Under examination was the profession’s shift over the last decade away from issues of social responsibility, such as dealing with the environment, urban growth and affordable housing, and toward what is described as “sentimental fritterings with form.”
Among those quoted was Michael Brill, of the respected Buffalo Organization for Social and Technological Innovation, who declared that architecture “has become part of the distraction and entertainment industry,” with “a fraudulently soothing and sentimental Bartles & James quality.”
He and other educators from the Boston Architectural Center to USC and UC Berkeley, contended in the article that many architects, whether out of impotence or indifference, have retreated from the social concerns of the profession to posture as artists.
They noted that the current emphasis in design is not on how buildings respond to their settings, serve their users or simply whether they work or not, but rather on their image.
Unfortunately, images are what catches the eye of trade publication editors, desperate to be au courant, and potential clients, in particular those wanting to flaunt their wealth.
And so in Los Angeles these days we have the rich and famous buying designer houses and restaurants like they buy designer clothes, followed by a flock of photo-publicists and fawning writers. Criticism has given way to promotion.
For a glimpse of this world, check out the latest issue of Metropolitan Home, which features a collection of puff pieces promoting Los Angeles as a font of trends.
No cliche goes unturned in a rear-mirror view of the latest in architecture, interior design, fashion and food. Even the Steel Cloud, the design of a collapsed erector set over the Hollywood Freeway that won the West Coast Gateway competition, is hyped.
Other designs included Dennis Hopper’s overwrought house in Venice, fashioned by Brian Murphy, that already has garnered more publicity than his last movie. There also were the usual unusual restaurants, studios and stores arbitrarily combining construction materials in strained attempts at architectural statements.
That is not to say that some of the funky, punky structures featured are not fun, or at least interesting to consider, displaying as they do the latest in architectural fads and fashions, and quick tricks.
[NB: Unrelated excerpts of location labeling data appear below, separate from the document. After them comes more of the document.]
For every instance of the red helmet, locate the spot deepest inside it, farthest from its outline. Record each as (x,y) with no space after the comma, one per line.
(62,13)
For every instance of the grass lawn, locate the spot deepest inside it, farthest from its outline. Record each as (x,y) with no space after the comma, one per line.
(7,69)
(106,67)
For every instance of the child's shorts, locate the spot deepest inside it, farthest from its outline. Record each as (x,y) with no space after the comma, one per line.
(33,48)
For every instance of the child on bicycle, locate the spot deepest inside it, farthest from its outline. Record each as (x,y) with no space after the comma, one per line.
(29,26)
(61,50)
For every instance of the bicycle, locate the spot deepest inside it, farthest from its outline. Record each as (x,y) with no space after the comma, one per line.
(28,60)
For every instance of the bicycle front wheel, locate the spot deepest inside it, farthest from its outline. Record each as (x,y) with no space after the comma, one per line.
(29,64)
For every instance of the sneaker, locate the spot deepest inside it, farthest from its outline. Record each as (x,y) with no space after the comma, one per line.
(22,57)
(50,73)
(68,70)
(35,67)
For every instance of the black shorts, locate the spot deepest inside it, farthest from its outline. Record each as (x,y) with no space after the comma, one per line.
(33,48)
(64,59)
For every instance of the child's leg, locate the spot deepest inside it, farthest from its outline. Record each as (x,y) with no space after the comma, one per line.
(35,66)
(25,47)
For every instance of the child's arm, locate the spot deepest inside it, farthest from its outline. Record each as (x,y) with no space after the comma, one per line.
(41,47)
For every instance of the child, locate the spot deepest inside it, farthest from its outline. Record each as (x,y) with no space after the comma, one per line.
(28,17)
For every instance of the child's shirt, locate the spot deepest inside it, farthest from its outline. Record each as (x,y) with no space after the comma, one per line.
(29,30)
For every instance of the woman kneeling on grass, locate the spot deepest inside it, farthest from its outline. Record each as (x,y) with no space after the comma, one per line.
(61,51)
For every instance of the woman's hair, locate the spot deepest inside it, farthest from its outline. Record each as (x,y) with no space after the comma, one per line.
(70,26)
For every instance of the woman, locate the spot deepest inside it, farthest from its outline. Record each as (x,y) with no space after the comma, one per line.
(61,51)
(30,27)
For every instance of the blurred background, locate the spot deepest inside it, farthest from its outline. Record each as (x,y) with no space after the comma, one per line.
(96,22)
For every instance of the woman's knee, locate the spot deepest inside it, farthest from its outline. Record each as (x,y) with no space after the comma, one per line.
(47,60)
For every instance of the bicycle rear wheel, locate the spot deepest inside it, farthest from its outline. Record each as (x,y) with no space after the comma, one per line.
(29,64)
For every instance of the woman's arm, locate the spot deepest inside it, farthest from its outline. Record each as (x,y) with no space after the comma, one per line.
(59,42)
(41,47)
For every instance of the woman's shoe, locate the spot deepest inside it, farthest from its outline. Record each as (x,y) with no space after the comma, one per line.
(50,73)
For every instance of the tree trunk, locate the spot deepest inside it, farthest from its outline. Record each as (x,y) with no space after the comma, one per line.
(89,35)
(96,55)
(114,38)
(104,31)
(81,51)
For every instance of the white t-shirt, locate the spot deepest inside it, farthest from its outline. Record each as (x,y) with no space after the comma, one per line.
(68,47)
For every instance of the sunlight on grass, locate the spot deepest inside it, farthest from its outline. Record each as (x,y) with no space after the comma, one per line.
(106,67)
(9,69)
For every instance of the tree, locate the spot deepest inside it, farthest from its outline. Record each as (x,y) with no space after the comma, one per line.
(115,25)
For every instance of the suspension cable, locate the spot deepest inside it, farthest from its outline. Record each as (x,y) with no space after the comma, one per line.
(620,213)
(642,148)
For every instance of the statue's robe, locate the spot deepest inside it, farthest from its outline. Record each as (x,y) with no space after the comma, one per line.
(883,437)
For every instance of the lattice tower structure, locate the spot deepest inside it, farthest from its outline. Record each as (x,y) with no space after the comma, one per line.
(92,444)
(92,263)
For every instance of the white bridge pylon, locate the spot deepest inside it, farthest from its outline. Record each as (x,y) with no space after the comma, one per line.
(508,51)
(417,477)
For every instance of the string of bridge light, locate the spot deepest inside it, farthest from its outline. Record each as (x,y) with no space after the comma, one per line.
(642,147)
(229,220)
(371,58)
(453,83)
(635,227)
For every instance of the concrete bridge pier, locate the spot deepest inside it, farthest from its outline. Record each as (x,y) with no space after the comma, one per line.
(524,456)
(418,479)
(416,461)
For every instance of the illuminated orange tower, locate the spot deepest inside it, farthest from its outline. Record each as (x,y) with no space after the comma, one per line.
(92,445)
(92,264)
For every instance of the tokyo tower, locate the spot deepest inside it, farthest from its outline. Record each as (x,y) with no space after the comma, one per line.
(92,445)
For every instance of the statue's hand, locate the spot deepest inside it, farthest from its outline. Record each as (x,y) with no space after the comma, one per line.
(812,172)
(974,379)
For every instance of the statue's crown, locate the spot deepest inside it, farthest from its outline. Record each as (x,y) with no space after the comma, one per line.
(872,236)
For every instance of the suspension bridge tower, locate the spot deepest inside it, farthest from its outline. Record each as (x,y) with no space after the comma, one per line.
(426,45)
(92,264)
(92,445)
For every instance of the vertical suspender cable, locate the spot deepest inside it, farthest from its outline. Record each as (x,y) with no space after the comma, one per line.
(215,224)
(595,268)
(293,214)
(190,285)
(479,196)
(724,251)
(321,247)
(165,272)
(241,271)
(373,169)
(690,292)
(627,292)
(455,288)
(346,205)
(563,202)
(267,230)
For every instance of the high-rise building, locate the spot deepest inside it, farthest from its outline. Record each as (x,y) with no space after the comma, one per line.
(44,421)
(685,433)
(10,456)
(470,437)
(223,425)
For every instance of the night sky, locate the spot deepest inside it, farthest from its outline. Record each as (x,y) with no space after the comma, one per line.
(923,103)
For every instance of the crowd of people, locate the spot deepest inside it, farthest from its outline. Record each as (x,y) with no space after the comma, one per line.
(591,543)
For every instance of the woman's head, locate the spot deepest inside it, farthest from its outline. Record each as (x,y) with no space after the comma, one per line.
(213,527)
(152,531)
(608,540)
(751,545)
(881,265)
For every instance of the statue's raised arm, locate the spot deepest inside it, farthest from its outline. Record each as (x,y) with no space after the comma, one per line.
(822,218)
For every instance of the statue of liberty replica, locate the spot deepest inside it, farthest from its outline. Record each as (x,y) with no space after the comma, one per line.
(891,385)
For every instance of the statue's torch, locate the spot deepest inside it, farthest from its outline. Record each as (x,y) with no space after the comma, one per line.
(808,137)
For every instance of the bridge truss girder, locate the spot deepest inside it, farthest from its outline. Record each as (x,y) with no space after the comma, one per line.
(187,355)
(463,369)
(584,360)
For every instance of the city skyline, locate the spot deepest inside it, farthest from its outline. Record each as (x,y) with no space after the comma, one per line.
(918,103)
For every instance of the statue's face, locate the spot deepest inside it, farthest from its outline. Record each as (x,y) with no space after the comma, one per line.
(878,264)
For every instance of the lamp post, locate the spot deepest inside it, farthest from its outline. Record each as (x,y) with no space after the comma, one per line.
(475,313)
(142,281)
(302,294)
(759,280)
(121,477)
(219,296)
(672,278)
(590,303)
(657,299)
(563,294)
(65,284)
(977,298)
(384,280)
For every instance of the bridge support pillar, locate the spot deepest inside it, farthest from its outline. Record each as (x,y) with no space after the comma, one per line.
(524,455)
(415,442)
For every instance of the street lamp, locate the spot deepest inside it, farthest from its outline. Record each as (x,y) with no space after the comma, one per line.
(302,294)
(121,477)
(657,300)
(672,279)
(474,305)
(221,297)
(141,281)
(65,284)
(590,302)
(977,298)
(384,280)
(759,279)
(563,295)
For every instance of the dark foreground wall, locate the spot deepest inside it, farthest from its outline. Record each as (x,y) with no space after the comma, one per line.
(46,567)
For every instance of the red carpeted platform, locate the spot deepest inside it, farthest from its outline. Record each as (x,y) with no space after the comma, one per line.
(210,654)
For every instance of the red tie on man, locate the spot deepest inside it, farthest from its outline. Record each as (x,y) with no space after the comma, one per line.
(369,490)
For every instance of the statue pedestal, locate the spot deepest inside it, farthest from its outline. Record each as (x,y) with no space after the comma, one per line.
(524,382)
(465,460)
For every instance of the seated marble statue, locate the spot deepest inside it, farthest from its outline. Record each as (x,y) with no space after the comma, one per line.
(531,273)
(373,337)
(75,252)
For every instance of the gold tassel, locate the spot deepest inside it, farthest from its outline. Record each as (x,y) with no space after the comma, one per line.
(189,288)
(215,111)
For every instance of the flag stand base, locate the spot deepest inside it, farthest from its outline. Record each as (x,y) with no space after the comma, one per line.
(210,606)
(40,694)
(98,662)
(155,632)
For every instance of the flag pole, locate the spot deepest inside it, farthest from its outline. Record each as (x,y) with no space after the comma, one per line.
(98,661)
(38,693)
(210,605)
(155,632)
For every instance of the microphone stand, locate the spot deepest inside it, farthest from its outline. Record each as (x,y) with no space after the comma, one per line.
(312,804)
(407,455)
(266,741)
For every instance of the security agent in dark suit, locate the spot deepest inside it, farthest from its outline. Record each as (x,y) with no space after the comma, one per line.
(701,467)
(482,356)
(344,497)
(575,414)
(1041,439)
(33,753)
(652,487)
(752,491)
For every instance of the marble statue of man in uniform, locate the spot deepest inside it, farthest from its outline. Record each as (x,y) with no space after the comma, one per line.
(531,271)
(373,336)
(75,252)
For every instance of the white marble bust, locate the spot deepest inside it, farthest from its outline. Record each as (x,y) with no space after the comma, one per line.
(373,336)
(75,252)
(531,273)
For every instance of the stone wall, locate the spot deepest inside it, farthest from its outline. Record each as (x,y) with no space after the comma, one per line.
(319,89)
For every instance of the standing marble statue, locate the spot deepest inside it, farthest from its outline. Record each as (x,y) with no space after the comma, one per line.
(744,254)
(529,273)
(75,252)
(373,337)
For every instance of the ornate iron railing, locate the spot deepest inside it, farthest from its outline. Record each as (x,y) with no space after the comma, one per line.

But stepping back from these concoctions, which are being hailed as “new models for tomorrow’s metropolis,” I sense, as does Lautner, that they make more of a statement about merchandising than architecture.
If anything, those designer homes in the Hollywood Hills, the upscale shops along Melrose Avenue and the Santa Monica restaurants-of-the moment cater to a fraction of the population, while most others look on, their noses pressed against the window.
To me there is something very surreal about it all--a West Coast Gotham City with a growing gap between the haves and have-nots expressed in a narcissistic design that not even Batman as architect could reform.
There is no question also that, as Lautner contends, too much attention is paid to it.
Whether it is publications driven by the merchandisers or architects driven by their artistic egos that has sketched this sorry public image of the profession is debatable.
The fact is that the legitimate social concerns of architecture, and the good works of many architects, to create a better, more habitable, attractive world, appear to be out of style, fad and fashion.